Plus, I couldn't get WiFi to work at all, despite attempts to get a connection to any of my four test WiFi networks.

It's probably a matter of the OS image just not being complete yet. So depending on when you read this post, WiFi might be working.

Conclusion

RISC-V is very cool. I love seeing this new hardware. And the fact the base architecture is open is great.

But there are a lot of people who are a bit optimistic about where we are today. I've gotten comments saying "Arm is dead in the water," or "RISC-V will take over in 5 years because it's open."

That's just not true.

Discounting the fact there are only a few decently-fast RISC-V designs on the market, and the price to performance is just not there, individual chip designs still require licensing.

So it's not like if someone made a Zen 4 RISC-V core, every chip maker could just pump it out. So while RISC-V is more open, it is not just a totally open hardware ecosystem. So it won't win by default.

It has to win, like all technology does, by solving problems. And right now, for tiny microcontrollers, or disk controllers, or things like that, it can, and it is.

But in terms of this thing being a Compute Module 4 killer? Well, the fact it's still hard to find CM4s even while Raspberry Pi is cranking out thousands every week speaks volumes.

And there are plenty of Arm competitors to fill the niche of 'not Raspberry Pi' compute modules, like the Pine64 SoQuartz, the Radxa CM3, or the Banana Pi CM4, all which I've tested before.

This is a very cool little board. I love that it already works so well. And that it includes PCI Express built-in. But is it a replacement for the Raspberry Pi? No. It doesn't do hardware PTP timestamping. It isn't compatible with as much software. It doesn't have all the same IO interfaces, and it's pretty slow. But that doesn't mean I don't like it!

If you're interested in getting into a new architecture, or if you just need a computer to throw onto a Compute Module board, it's certainly worth checking out.

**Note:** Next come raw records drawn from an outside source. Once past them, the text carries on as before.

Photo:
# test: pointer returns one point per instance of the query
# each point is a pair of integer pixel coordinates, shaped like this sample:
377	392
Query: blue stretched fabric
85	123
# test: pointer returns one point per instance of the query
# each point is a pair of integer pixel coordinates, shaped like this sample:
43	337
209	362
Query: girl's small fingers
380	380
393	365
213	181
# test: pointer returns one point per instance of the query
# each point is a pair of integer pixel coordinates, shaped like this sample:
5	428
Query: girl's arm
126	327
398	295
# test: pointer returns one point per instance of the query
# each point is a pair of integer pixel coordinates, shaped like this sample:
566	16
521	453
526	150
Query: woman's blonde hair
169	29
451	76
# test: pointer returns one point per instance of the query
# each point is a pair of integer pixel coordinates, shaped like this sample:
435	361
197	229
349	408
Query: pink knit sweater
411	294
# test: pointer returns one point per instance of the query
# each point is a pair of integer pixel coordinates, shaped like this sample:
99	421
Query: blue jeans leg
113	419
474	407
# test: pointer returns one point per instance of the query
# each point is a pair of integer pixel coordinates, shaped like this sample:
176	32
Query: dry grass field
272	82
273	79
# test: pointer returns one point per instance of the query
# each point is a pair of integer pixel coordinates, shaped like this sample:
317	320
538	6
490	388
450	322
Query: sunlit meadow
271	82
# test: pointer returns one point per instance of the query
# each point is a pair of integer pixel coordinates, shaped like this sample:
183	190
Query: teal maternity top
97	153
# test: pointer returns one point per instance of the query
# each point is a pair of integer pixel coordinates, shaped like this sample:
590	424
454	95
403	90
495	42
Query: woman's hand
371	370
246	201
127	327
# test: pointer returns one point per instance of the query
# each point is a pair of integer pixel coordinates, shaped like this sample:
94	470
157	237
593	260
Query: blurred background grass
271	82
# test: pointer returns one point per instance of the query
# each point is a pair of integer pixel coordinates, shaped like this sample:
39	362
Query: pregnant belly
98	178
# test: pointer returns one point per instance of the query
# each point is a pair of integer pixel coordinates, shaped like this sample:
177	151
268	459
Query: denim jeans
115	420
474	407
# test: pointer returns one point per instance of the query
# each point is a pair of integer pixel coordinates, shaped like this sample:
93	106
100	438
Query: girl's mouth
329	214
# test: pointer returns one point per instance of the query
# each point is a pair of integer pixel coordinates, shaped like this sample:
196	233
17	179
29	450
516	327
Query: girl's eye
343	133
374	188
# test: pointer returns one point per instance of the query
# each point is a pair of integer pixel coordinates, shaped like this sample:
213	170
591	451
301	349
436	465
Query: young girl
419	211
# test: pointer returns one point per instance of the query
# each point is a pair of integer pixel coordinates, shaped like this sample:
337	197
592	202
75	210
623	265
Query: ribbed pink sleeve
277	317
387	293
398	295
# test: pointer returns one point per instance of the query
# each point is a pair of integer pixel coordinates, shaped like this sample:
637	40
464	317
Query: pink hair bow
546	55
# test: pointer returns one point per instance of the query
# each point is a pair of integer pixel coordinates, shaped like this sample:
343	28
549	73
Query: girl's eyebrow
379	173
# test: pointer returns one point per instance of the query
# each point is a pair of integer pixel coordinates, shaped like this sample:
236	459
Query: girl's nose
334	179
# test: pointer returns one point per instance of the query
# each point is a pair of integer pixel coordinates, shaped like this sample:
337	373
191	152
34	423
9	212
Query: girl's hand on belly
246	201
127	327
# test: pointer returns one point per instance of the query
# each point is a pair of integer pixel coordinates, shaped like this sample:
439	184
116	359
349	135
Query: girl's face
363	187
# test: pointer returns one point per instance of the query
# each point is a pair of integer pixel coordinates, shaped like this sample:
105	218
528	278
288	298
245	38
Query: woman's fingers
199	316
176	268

But just like I mentioned in my VisionFive 2 review, this isn't meant for a typical user. That'll come in a generation or two, but right now, RISC-V isn't quite mainstream enough for the average SBC hobbyist or maker.

Now the Milk-V Pioneer... that's a 64-core RISC-V monster... I don't have one, but what do you think? Is it worth checking out?